Coupled Inference in Diffusion Models for Semantic Decomposition
AI 摘要
提出基于扩散模型的耦合推理框架,用于语义分解任务,优于传统谐振器网络。
主要贡献
- 提出基于扩散模型的语义分解框架
- 引入重建驱动的引导项耦合扩散过程
- 提出新的迭代采样方案
方法论
将语义分解视为逆问题,通过耦合的扩散过程,利用重建误差作为指导,迭代采样提升性能。
原文摘要
Many visual scenes can be described as compositions of latent factors. Effective recognition, reasoning, and editing often require not only forming such compositional representations, but also solving the decomposition problem. One popular choice for constructing these representations is through the binding operation. Resonator networks, which can be understood as coupled Hopfield networks, were proposed as a way to perform decomposition on such bound representations. Recent works have shown notable similarities between Hopfield networks and diffusion models. Motivated by these observations, we introduce a framework for semantic decomposition using coupled inference in diffusion models.

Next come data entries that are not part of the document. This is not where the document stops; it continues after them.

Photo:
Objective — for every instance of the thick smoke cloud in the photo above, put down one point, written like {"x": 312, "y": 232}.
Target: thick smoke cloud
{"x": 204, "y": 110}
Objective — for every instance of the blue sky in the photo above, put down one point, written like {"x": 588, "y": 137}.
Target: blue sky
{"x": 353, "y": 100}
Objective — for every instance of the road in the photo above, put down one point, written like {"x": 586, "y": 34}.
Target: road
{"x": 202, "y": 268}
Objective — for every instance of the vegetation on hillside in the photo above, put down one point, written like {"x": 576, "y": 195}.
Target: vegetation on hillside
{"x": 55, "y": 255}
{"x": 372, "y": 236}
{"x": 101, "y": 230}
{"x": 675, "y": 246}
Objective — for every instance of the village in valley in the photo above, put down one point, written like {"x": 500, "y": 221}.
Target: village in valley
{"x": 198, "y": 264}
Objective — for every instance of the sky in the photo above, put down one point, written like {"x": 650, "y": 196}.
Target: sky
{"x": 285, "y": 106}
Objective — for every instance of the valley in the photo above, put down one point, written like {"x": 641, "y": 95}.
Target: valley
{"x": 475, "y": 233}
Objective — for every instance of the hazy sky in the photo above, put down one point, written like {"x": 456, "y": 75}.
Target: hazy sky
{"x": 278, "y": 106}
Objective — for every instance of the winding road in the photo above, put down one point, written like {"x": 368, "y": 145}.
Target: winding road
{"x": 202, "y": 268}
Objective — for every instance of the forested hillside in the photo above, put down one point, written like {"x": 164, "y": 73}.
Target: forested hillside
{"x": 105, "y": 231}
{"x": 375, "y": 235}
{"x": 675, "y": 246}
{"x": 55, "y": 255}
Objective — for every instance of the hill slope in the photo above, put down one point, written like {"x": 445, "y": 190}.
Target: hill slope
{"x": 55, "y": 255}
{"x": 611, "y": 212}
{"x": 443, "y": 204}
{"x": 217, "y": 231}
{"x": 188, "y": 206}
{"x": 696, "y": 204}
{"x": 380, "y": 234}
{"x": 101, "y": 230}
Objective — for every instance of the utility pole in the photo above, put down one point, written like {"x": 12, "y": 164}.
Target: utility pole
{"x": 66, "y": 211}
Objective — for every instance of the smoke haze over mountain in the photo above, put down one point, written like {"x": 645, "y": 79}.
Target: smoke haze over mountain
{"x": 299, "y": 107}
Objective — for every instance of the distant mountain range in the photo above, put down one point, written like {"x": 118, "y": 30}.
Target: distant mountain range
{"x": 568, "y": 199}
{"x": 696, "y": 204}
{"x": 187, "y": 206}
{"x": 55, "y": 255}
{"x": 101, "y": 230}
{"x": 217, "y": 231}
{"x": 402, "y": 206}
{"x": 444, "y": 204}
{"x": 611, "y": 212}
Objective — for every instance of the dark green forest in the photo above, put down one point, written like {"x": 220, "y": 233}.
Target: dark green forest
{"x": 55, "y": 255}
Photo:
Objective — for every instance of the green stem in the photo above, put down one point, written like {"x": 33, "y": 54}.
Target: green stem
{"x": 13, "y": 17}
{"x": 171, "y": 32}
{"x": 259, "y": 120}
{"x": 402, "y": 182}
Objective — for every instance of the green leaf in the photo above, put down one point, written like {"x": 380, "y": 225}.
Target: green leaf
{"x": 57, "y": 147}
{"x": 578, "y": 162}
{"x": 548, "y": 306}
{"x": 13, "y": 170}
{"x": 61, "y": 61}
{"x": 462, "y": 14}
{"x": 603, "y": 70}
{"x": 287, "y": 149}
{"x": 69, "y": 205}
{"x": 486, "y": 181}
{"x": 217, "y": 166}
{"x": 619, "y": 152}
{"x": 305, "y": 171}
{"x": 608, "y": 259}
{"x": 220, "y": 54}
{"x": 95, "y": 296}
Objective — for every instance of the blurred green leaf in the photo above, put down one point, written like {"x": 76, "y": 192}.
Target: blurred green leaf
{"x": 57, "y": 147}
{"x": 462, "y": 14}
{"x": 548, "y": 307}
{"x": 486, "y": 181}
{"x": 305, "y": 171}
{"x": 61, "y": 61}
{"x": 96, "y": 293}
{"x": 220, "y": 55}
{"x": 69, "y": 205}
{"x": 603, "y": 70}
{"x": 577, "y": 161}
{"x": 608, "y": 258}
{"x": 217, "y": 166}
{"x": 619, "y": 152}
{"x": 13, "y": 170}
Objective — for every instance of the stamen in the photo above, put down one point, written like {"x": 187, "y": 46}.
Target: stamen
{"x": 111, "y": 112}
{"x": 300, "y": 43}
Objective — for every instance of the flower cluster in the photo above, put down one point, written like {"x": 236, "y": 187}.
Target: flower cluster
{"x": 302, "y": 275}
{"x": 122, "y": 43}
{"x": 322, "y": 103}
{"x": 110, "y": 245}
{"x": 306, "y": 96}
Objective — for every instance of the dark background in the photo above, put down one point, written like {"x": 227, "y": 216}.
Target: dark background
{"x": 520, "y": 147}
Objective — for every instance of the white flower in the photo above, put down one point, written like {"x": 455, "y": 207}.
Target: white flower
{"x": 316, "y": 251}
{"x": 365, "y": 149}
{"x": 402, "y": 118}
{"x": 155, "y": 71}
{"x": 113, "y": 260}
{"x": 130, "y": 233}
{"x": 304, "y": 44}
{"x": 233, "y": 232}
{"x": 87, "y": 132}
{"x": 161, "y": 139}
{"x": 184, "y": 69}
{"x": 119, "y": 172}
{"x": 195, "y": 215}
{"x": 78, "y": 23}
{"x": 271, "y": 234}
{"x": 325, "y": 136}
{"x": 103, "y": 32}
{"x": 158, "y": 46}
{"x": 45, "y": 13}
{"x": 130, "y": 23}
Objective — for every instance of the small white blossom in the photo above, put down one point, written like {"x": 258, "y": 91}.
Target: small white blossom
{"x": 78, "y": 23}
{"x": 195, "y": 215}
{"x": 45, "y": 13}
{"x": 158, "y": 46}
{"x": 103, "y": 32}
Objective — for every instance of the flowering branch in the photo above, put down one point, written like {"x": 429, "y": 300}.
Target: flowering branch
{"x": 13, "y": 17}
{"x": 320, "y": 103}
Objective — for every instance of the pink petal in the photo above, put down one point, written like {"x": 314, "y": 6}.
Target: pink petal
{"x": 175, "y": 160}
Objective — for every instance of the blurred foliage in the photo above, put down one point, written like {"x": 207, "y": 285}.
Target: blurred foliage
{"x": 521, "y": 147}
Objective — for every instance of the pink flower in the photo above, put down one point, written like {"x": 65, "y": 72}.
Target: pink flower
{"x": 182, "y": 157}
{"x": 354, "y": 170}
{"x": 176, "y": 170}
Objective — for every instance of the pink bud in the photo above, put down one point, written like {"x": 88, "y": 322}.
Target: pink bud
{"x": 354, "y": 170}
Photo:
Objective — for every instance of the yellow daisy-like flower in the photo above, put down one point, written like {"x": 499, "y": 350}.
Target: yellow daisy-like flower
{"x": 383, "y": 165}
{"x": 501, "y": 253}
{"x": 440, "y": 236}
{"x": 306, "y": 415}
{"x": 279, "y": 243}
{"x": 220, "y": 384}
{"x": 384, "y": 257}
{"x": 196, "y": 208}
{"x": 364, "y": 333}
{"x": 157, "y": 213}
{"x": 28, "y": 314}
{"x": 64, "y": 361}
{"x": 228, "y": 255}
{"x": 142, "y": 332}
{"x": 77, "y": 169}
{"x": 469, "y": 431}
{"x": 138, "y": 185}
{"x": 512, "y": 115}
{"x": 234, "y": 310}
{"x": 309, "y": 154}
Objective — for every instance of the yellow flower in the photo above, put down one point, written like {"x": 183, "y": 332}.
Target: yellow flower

Our method frames semantic decomposition as an inverse problem and couples the diffusion processes using a reconstruction-driven guidance term that encourages the composition of factor estimates to match the bound vector. We also introduce a novel iterative sampling scheme that improves the performance of our model. Finally, we show that attention-based resonator networks are a special case of our framework. Empirically, we demonstrate that our coupled inference framework outperforms resonator networks across a range of synthetic semantic decomposition tasks.